The monster El Nino weather pattern of 2014–16 caused tropical forests to burp up 3 billion tons of carbon, according to a new analysis. That's equivalent to nearly 20% of the emissions produced during the same period by burning fossil fuels and making cement.
Measurements taken by NASA’s Orbiting Carbon Observatory-2 satellite, which measures the level of carbon dioxide in the atmosphere, suggest that El Nino boosted emissions in three ways, Nature reported.
A combination of high temperatures and drought increased the number and severity of wildfires in Southeast Asia, while drought stunted plant growth in the Amazon rainforest, reducing the amount of carbon it absorbed. And in Africa, a combination of warming temperatures and near-normal rainfall increased the rate at which forests exhaled carbon dioxide.
The overall jump in emissions from tropical forests was roughly three times the annual average carbon output from deforestation and land-use change globally between 2006 and 2015.
"All three of the emissions-increasing mechanisms had been previously identified as ways in which extreme weather events could affect plants," says Abigail Swann, an atmospheric scientist and biologist at the University of Washington in Seattle.

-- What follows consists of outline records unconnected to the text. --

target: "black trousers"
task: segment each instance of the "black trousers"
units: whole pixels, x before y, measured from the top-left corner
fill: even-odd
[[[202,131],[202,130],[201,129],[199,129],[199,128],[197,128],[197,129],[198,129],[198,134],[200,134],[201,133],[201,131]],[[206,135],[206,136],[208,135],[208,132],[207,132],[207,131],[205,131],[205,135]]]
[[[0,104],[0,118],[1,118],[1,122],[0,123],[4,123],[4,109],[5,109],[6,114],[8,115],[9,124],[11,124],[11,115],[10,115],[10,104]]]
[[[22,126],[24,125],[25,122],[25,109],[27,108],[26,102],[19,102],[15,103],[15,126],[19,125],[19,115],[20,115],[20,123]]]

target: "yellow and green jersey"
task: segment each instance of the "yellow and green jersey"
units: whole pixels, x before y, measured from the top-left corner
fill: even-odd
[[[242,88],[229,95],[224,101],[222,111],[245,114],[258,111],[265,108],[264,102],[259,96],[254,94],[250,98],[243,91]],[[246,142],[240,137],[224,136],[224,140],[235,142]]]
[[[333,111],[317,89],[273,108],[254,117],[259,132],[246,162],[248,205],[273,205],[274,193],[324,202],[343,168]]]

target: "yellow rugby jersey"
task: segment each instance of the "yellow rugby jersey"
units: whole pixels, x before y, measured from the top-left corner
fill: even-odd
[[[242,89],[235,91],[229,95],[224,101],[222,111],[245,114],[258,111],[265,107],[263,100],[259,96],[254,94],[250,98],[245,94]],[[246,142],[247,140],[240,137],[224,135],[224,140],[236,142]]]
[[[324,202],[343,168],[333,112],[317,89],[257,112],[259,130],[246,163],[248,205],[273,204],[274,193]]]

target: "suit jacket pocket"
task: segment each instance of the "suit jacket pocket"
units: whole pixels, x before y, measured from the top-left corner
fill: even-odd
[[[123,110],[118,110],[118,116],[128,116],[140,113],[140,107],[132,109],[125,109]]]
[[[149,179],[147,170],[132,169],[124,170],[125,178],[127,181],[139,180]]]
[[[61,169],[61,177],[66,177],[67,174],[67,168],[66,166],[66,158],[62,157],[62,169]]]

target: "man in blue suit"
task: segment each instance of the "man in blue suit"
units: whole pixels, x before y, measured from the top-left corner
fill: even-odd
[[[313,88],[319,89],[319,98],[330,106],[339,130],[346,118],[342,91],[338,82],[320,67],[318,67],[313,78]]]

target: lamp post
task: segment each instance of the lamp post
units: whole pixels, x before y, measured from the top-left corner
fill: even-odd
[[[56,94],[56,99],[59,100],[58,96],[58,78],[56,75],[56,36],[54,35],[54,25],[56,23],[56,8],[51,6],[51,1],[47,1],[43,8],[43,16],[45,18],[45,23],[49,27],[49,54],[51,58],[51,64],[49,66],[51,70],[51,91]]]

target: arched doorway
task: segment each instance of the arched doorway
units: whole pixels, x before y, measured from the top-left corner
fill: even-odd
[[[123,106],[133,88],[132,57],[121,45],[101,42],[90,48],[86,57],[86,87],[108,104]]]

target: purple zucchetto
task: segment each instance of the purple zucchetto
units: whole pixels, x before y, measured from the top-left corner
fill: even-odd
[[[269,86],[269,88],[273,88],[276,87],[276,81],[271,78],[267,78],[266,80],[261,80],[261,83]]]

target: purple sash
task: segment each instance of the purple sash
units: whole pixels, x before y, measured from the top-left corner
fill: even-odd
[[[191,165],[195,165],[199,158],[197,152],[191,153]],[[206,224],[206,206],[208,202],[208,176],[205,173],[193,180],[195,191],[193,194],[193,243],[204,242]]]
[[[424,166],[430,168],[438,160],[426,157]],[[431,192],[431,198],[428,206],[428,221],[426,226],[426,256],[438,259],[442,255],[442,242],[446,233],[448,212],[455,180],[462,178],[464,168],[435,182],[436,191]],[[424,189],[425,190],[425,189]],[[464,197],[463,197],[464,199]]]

“What’s interesting is that they all happened,” she said. “It suggests that [El Nino response] is going to be a more complicated combination of factors in the future.”
The 2014–16 event is also the first large El Nino for which the effects are visible in annual maps of tree cover based on imagery from the US government’s Landsat probes and the European Space Agency’s Sentinel satellites.
Preliminary calculations by the maps' maker, geographer Matthew Hansen of the University of Maryland in College Park, show that the number of trees lost worldwide increased by about 50% from 2015 to 2016. Tropical forests in South America, Asia and Africa were the hardest hit.